Je suis désolée. Ou non, je ne suis faite que de désolation et je porte en moi, le désir de partir où les vrais jours ne se lèvent qu'avec modestie pour venir caresser les jours de la nuit. C'est si triste de vouloir changer sa vie pour des images sans importance. Tout est métaphorique dans ma tête à n'en plus pouvoir discerner la réalité des actions. L'inconséquence est le vide épousant un corps sans âme à demi découvert, mais si triste. Je ne veux plus que ça fasse mal au moindre prétexte. Je veux seulement respirer le temps qui passe comme on imagine un violoncelle jouant des airs marins. Je veux aussi qu'on me réveille de ce rêve trop long. Je ne veux plus me soucier de sentiment, puisque tout me manque. Et c'est si grave. Je suis malade du monde.


Et puis, il y a des jours où je commence une phrase sans avoir le courage d'aller plus loin. Lorsque je ferme mes yeux, je réveille des soleils au milieu des étoiles, je fais naître des rêves au coeur de l'obscurité. Depuis quelques temps, mon imagination déborde sur la réalité, mais j'attends que les mots se précipitent sous ma plume par la fenêtre de mes pensées. Je dors sur mon écriture et je relie à la lumière de mes nuits toutes les pages que je n'ai pas encore écrites. Je frôle par mon esprit la faiblesse des jours passées, l'achèvement des maux de coeur et les lourdes langueurs d'un corps aux aguets.
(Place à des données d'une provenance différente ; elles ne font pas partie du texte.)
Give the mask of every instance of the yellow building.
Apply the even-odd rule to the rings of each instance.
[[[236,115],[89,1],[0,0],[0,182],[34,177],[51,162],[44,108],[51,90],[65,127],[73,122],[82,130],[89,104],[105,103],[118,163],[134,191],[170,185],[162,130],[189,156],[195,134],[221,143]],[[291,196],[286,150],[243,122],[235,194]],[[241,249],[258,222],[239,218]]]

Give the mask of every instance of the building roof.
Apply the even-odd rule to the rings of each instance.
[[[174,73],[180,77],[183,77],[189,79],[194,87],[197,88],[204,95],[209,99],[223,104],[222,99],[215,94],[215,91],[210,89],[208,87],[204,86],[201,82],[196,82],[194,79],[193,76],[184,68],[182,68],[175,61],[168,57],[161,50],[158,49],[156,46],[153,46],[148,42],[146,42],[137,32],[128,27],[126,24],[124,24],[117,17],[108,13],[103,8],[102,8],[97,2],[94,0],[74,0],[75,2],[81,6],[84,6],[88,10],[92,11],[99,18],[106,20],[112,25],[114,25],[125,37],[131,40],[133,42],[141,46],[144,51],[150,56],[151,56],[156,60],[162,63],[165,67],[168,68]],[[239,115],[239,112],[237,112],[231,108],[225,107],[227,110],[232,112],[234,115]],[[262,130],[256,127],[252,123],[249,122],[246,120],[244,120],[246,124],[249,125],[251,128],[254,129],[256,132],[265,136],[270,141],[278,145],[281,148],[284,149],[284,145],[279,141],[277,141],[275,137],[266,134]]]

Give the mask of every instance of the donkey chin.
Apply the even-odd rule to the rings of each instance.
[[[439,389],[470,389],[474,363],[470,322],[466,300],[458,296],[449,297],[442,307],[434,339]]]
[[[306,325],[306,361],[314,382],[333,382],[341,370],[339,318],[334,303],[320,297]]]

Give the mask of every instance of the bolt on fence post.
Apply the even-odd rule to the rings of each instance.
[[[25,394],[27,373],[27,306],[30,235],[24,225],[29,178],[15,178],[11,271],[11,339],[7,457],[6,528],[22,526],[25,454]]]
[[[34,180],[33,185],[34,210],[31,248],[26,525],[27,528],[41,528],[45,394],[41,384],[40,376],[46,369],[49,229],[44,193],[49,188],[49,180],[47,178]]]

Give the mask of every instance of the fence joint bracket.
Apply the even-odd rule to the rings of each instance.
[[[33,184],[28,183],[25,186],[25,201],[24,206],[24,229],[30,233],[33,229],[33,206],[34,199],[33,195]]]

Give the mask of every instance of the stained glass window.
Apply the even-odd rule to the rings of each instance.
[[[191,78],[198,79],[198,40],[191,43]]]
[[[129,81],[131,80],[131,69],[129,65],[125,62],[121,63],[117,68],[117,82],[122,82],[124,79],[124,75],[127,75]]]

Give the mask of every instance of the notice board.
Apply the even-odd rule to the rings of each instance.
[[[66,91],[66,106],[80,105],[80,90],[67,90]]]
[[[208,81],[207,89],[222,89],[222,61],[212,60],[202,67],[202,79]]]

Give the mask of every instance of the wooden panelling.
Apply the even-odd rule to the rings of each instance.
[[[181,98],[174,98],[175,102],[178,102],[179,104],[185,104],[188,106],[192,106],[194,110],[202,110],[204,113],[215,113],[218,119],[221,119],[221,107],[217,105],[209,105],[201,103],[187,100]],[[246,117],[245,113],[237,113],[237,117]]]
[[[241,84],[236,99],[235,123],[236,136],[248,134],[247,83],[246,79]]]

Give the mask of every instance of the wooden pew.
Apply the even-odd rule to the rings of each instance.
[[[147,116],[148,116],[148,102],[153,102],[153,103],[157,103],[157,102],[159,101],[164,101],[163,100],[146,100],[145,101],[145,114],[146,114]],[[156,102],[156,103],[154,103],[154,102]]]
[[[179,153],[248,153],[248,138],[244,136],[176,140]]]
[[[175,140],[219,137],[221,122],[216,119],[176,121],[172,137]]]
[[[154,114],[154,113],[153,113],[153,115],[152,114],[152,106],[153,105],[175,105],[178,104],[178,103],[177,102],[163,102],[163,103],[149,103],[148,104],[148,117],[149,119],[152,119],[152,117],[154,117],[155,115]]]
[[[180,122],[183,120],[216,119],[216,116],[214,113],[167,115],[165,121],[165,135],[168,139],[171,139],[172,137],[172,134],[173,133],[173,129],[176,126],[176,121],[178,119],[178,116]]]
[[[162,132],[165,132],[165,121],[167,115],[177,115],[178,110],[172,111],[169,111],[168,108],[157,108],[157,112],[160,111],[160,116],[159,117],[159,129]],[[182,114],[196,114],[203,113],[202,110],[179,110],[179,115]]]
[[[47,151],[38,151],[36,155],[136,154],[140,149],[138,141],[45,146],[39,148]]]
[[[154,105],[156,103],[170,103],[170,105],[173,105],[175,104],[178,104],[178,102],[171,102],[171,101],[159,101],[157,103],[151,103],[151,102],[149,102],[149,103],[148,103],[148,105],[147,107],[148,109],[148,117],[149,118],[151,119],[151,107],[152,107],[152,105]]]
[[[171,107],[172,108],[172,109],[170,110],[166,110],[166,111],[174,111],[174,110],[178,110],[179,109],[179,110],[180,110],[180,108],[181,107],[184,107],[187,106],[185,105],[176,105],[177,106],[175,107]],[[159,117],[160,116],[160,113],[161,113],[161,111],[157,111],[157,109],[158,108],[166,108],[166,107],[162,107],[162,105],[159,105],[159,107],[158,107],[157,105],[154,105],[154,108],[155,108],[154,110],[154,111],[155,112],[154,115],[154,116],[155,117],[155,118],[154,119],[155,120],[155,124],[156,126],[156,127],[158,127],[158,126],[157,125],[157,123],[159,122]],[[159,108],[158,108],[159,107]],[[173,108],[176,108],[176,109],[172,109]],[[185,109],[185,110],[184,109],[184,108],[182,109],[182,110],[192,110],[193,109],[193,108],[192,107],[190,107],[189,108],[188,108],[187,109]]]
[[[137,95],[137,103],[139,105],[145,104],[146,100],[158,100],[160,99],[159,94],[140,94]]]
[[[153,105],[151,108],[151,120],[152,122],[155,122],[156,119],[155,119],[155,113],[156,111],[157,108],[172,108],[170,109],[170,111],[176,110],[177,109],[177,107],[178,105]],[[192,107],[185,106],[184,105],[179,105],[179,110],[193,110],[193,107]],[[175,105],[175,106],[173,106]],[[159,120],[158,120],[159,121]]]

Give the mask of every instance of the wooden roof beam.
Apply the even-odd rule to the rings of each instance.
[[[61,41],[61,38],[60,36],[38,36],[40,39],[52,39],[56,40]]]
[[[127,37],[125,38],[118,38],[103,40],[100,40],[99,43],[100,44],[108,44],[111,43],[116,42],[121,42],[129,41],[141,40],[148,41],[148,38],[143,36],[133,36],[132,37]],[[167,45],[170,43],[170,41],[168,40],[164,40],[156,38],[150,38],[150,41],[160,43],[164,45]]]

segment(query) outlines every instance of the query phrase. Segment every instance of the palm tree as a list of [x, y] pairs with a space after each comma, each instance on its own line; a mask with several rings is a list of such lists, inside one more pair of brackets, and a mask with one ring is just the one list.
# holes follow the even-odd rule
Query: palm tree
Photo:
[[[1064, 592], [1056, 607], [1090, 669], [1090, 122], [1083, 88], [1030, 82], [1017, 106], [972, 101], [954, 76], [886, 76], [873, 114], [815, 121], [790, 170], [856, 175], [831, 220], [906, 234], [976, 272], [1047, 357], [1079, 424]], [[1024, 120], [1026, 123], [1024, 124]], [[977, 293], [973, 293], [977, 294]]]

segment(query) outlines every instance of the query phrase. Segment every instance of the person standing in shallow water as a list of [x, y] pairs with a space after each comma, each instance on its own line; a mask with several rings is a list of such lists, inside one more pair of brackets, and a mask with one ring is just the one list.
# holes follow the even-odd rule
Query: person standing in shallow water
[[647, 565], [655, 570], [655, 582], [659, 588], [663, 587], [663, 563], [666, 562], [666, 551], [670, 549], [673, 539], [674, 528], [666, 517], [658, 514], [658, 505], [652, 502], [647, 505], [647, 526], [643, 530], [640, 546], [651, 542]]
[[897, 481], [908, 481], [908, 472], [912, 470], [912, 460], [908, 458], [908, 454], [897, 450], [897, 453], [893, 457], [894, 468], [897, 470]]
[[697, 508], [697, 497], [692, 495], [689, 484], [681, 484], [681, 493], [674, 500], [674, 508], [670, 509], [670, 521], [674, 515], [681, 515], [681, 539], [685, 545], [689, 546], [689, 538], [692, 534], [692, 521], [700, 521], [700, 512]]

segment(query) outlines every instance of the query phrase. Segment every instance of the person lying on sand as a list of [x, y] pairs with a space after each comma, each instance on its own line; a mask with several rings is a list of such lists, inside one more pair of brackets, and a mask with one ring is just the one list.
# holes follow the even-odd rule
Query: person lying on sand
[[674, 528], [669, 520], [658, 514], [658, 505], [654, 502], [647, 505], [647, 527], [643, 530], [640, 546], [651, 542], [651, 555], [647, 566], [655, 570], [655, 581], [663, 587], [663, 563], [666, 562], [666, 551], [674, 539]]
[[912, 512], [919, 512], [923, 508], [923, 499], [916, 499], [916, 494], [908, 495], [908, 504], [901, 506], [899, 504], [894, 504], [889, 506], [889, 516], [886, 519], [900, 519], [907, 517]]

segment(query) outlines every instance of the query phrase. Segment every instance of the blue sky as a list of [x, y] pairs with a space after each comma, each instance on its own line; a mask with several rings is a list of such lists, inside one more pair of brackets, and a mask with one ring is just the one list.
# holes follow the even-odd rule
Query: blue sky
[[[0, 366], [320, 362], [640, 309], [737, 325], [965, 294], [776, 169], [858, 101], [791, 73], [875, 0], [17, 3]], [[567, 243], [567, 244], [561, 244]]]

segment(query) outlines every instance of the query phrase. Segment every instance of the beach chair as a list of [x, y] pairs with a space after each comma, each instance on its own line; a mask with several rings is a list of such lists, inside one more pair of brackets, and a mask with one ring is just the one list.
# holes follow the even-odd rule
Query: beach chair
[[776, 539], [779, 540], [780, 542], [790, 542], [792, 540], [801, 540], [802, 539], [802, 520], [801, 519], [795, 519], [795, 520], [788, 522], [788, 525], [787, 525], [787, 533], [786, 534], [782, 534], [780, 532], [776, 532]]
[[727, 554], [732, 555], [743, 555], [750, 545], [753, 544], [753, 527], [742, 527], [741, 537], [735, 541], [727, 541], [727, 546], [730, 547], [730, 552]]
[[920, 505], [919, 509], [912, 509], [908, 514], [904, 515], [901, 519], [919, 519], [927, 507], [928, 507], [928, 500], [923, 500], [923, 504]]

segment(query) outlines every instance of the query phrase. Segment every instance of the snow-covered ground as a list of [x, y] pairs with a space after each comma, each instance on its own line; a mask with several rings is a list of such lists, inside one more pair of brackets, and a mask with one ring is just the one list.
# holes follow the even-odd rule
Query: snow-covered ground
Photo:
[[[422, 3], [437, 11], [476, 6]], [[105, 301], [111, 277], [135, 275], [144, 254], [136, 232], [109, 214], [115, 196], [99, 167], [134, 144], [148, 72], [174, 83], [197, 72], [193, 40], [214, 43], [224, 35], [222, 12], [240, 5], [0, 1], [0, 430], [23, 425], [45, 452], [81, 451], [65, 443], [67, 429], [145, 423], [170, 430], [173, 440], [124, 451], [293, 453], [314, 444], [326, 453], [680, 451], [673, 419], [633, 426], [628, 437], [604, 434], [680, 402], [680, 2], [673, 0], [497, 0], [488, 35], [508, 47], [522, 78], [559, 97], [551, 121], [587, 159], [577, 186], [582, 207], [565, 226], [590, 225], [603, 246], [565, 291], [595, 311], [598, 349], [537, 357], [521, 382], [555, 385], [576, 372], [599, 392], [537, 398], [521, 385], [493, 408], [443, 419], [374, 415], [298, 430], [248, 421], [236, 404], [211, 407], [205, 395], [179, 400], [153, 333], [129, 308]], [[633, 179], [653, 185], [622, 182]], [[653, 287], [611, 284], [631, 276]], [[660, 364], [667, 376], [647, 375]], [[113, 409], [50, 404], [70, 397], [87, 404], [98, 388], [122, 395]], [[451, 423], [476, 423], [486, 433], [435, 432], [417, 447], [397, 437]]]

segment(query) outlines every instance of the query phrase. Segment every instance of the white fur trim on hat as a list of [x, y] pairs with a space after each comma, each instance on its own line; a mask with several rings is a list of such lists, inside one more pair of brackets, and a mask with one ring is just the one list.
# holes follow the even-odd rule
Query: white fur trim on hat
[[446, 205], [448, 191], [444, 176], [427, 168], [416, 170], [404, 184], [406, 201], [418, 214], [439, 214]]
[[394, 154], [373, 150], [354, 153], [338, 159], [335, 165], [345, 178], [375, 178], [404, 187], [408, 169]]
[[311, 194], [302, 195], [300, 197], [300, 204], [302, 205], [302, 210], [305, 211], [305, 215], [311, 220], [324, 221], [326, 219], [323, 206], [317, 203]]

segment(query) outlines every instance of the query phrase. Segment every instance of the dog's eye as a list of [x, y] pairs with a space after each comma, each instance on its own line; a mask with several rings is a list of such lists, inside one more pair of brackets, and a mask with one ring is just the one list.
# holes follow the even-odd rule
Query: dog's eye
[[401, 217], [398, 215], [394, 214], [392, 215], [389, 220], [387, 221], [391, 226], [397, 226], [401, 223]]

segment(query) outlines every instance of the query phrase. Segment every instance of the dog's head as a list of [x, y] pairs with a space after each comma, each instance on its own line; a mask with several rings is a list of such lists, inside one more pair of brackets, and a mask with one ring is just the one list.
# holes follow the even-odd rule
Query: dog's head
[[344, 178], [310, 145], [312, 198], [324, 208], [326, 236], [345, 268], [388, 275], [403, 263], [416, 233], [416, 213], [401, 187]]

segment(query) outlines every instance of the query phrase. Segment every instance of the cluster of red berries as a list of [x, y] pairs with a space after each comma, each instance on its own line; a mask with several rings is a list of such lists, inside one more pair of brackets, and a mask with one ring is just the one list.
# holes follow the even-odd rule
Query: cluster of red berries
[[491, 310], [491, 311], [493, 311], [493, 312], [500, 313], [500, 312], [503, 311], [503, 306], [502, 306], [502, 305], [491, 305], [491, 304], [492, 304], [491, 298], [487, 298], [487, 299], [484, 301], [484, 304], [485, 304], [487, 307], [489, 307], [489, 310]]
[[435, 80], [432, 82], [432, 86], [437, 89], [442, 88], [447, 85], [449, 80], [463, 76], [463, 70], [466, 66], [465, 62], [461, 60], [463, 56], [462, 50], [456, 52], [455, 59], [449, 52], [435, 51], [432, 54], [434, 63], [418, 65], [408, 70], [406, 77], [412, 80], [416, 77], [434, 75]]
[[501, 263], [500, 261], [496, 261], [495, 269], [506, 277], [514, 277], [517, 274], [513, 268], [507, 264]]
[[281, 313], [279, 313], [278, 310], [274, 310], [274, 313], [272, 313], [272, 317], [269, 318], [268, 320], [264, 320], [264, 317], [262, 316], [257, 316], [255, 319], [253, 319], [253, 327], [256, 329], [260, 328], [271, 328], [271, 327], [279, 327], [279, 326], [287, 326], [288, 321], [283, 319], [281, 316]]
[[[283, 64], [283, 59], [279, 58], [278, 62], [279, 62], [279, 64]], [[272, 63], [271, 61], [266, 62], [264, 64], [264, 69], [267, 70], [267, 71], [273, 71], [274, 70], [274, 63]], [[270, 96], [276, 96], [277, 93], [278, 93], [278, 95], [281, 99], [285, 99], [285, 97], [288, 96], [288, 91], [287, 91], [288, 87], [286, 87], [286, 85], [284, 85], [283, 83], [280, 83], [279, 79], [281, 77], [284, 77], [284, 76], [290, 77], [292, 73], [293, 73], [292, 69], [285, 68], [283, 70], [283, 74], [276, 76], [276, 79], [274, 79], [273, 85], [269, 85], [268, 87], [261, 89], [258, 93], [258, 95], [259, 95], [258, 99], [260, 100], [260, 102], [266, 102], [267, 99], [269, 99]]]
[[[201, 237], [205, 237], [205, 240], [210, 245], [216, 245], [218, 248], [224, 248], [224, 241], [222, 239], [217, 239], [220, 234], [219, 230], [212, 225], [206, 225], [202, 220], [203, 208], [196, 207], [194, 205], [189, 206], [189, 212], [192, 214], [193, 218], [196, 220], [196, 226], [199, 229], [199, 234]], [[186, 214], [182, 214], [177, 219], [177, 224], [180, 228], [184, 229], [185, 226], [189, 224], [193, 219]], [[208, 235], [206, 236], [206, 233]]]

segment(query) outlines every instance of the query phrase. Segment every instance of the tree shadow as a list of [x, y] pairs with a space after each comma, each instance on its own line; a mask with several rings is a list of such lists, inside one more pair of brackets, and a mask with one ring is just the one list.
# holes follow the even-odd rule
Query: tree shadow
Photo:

Avant ma solitude m'allait si bien, tout était bohéme, indéfini et insignifiant. Avant tout était blanc ou noir ou plat. Maintenant, je ne vibre plus que par les souvenirs et les larmes des verres vides noyées par des lèvres rougies ou grisées. Maintenant, j'ai besoin de relief, de nuances, de montagnes à gravir, de lunes à décrocher.


Je veux de l'impossible et de l'impensable. Je veux m'enfuir là où le monde me mène. Je veux me jeter à la mer dans le creux des vagues, perdre le nord. Je veux du vertige, du danger. Je veux du brillant dans les yeux. Je veux des lettres d'or et des trésors dérobées. Je veux faire de sang-froid ce que les autres n'osent pas. Je veux tenter le diable, me battre dans le vide. Je veux perdre le fil des jours et le calme des nuits. Je veux oublier. Je veux refroidir le coeur qui brûle en moi.  Je veux du pluriel.